Когда Бергеру удалось наконец выглянуть из-под густой растительности на лице, перед ним открылся удивительный мир.

Сверху водная гладь казалась такой темной, как будто ныряешь в ведро со смолой. К тому же день выдался хмурый, серый – типичное первое декабря, – и Бергер особенно не надеялся рассмотреть что-либо на дне бескрайнего Балтийского моря. Однако свет, который все равно просачивался, преломляясь, сквозь медленно нарастающую ледяную корку, обнажал серо-зеленый мир морских формаций и плавно покачивающихся водорослей, производящих на него чарующее впечатление. Мимо проплыла маленькая стайка бесцветных рыбок, и Бергер прибавил скорость в пятиградусной воде. Он вспомнил то восхищение, с каким погружался в самые потайные глубины земного шара, бескрайние и загадочные. Наблюдая за тем, как меняется ландшафт дна, Бергер словно рождался заново. А дно все опускалось – без сомнений, он приближался к глубоководному участку.

Бергер не спешил, все время смотрел вперед, следил за тем, чтобы в поле зрения попадали самые отдаленные участки – так обычно учатся водить машину. Впереди пять-шесть метров отличной видимости. И вдруг он понял, что дна не видно. Оно просто исчезло. Бергер остановился, осмотрелся. Потом подплыл ближе. Действительно, дно как будто перестало существовать, сменилось бездонной глубиной.

Он оказался на краю. Странное ощущение, пропасть, в которую невозможно упасть.

Подумать только, он в Швеции, в стокгольмских шхерах, где все такое родное и знакомое, и вдруг эта бездна, за которой – полная неизвестность. Бергер понял, что ему лучше держаться подальше. Но, как это часто бывает, когда знаешь, что надо держаться подальше, он подплыл ближе.

Бергер заскользил над пропастью, посмотрел вверх, вниз. Ничего не увидел. Подождал. Лишь едва уловимое движение воды вдоль правой ноги, больше ничего. И тогда он осторожно поплыл вниз.

Сначала он не понял, что произошло, отметил лишь малейшее изменение состояния – лицу стало чуть холоднее, вот и все. Но потом сообразил, что стало не только холодно, но и мокро. Усы под маской медленно приподнимались и опускались, как водоросли на морском дне.

Маска пропускала воду.

Это не было похоже на логическое умозаключение. Его тело забилось в панике, в душу ворвался хаос и разорвал ее на части. Он словно погрузился в полный вакуум.

В стопроцентный холод.

Потом какими-то неведомыми путями к нему вернулся рассудок. Он обуздал свои хаотичные движения. Взял под контроль панику. Маску надо очистить от воды, это первое, чему учат на курсах дайвинга. Он попытался вспомнить, как это делается. Приподнял маску снизу, а сам посмотрел вверх и выдохнул через нос. Несколько раз повторил процедуру, пока не убедился в том, что маска более или менее очищена. Подавил вздох облегчения.

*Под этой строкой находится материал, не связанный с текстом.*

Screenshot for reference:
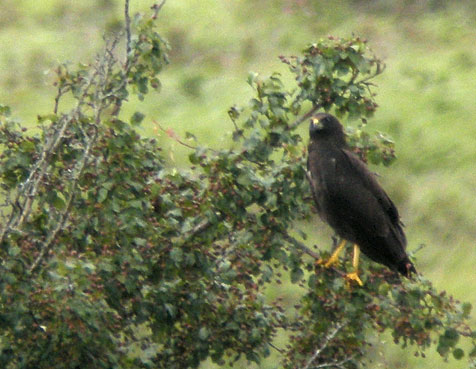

Потом огляделся. Посмотрел вверх, вниз, посмотрел вправо, влево. Только ни там, ни там ничего не было видно. Все направления словно растворились. И тогда Бергер понял, где оказался.

В толще воды.

Ни силы тяжести, ни силы выталкивания. Никаких движущих сил. Никаких опорных точек. Любое движение могло привести его к гибели, вынести на поверхность воды или увести в открытое море.

Сэм Бергер просто лежал в воде, в бескрайней пустоте, и каждое его движение могло стать шагом на пути к смерти.

Он полностью потерял ориентацию в пространстве.

Не видел ни дна, никаких других опознавательных знаков, которые подсказали бы ему, где верх, а где низ.

Ухватиться было не за что.

Он как будто оказался в самом центре мирового океана. Словно окончательно потерялся в пустынном бесконечном пространстве.

Зато ему удалось очистить от воды маску. С тех пор, как он пришел в себя и вернул способность здраво рассуждать, прошло всего несколько секунд. Вокруг него беспорядочно кружились пузырьки от его выдоха. На какое-то время Бергер завис в бесконечной пустоте. А потом его словно ударило. Так в голове зарождается мысль.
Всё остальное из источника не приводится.